HK1131890A - Liquid pharmaceutical formulation - Google Patents

Description

Liquid pharmaceutical preparation

The present invention relates to a liquid pharmaceutical formulation of a beta-blocker, which is particularly suitable for oral administration to animals.

Beta-blockers (also known as beta-blockers), such as bisoprolol, carvedilol and atenolol, have long been known in human medicine for the treatment of hypertension, and have recently been known for the treatment of cardiac insufficiency. The use of beta-blockers in veterinary medicine is also being considered.

US 5484776 describes the preparation of "controlled release" formulations of beta-blockers suitable for oral administration. In this process, the beta-blocker is converted (umgemetztt) with a polysaccharide, preferably xanthan gum, in water and usually at elevated temperature.

WO 99/16417 describes sprays and soft gel capsules for buccal administration. The formulations are suitable for a broad spectrum of active ingredients according to the present description.

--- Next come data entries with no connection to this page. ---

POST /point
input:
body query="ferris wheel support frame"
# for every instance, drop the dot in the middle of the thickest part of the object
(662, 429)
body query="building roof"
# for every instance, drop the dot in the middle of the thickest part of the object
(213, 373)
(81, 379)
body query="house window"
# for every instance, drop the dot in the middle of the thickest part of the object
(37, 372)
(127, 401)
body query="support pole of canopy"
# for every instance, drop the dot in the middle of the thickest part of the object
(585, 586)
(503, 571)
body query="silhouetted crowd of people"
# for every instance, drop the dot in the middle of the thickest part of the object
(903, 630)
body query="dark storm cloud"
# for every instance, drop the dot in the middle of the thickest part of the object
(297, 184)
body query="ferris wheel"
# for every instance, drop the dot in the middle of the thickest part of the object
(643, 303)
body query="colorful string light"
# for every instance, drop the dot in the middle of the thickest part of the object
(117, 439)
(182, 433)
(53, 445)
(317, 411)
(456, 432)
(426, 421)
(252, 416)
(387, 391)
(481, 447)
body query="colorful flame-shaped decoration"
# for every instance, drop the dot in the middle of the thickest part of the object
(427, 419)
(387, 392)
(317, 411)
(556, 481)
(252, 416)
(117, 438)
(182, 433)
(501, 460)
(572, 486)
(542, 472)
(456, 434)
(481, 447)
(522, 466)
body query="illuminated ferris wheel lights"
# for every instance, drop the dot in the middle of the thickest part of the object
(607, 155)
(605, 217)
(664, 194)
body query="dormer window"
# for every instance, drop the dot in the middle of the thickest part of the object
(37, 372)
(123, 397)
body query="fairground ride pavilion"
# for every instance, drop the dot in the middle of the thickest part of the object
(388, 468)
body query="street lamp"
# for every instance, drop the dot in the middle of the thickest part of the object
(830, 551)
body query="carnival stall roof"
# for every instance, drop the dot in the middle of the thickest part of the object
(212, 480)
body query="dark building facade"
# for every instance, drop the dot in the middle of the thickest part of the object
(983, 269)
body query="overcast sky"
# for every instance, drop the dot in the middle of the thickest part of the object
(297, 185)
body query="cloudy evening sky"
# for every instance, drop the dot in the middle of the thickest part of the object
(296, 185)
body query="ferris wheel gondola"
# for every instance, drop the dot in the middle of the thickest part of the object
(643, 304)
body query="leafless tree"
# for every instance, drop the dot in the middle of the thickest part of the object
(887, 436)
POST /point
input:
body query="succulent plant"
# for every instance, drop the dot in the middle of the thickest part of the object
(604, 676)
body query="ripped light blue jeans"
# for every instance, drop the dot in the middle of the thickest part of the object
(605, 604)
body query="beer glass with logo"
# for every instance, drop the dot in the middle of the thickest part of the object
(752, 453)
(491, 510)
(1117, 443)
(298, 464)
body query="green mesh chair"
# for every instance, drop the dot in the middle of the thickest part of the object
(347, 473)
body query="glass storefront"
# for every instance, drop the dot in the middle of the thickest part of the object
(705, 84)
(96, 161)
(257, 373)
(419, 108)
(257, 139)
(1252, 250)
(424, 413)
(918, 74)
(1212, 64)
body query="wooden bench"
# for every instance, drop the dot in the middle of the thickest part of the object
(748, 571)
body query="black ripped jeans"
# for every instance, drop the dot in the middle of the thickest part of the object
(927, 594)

WO 03/041696 discloses formulations comprising concentrated (S) -bisoprolol and their use for the treatment of cardiovascular diseases.

The requirements placed on pharmaceutical preparations in veterinary medicine are particularly high, especially in the case of oral administration, since they must have sufficient palatability to allow the animal to absorb the entire dose. Beta-blockers are usually administered in chronic conditions, so the treatment lasts for months or years. Furthermore, the animals to be treated (e.g. dogs or cats) vary in weight, and therefore the possibility of variable dosing is also desirable. Thus, there is a need for a β -blocker formulation with high acceptance by animals, good dose variability, and good long-term stability.

The problem is solved by:

aqueous-based liquid pharmaceutical formulations for oral administration comprising a beta-blocker in dissolved form in an amount of up to 1% by weight and having rapid bioavailability.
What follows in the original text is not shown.